Security, Fragmentation, and Civic Futures: Rethinking Reform in Sudan’s Militarised...
Authors: Dr Matthew Benson-Strohmayer, Raga Makawi, Dr Willow Berridge and Dr Sarah Detzner
Sudan’s security sector has long functioned not merely as a military institution but as a mechanism of authoritarian governance and economic extraction. Since independence, successive regimes have maintained power through coercive force and the dispersal of fiscal authority to unaccountable military, paramilitary, and commercial actors. This brief contends that any serious approach to security sector reform (SSR) in Sudan must reckon with the political economy that sustains militarised rule. It focuses on Sudan’s colonial military legacies, the political economy of security financing, and the emergence of civic resistance as both a political and fiscal counter-power. Drawing from archival, civic, and interview-based sources, the brief provides a grounded account of how popular actors have theorised and contested militarised governance.
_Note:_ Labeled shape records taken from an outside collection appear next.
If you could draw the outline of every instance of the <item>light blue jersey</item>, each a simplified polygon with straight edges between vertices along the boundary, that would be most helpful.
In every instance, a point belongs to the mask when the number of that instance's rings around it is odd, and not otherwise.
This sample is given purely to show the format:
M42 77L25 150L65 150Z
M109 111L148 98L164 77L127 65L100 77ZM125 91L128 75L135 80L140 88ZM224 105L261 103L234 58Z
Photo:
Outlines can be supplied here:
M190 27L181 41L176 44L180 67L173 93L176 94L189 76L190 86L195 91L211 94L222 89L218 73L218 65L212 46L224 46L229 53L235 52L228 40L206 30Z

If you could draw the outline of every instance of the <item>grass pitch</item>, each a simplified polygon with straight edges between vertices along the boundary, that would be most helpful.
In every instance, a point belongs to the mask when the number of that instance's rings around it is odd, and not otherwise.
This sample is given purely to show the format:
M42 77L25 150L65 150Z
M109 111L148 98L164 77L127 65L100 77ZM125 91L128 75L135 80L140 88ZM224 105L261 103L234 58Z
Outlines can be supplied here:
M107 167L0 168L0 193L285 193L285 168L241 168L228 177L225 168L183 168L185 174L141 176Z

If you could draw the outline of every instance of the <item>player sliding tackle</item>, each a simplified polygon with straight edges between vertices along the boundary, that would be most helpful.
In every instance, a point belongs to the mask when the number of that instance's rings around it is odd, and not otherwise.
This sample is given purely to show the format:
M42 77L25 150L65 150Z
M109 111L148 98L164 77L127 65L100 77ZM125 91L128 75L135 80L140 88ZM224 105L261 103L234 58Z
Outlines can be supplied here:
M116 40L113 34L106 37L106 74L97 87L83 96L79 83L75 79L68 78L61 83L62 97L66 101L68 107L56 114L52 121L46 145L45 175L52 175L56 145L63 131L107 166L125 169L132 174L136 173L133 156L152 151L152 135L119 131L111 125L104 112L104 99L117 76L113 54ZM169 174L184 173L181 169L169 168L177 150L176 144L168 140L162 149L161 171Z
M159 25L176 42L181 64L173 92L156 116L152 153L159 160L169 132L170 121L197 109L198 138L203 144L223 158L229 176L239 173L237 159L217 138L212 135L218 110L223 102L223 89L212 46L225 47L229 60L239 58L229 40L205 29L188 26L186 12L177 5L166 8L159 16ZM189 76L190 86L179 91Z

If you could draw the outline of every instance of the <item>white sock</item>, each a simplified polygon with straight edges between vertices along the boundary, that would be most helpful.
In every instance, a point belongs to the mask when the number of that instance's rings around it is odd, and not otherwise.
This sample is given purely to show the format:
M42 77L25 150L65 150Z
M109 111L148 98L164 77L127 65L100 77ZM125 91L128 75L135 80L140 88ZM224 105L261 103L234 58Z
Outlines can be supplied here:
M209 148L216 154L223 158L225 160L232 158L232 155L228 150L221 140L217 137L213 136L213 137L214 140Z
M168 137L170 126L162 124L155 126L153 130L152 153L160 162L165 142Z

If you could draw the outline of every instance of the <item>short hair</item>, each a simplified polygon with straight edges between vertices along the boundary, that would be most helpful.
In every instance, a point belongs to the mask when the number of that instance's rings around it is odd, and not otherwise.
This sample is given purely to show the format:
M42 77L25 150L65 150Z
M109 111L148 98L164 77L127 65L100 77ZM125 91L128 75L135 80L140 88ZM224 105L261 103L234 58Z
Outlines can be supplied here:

We argue that SSR has repeatedly failed not because of technical deficiencies, but because of exclusionary settlements, donor complicity, and a refusal to confront the core structures of military-fiscal rule. A future reform agenda must centre civic actors, address fiscal fragmentation, and challenge the transnational architecture that has enabled elite impunity. The insights presented here aim to inform humanitarian and development interventions by the United Kingdom government and other partners who are seeking to forge an enduring peace once the opportunity arises.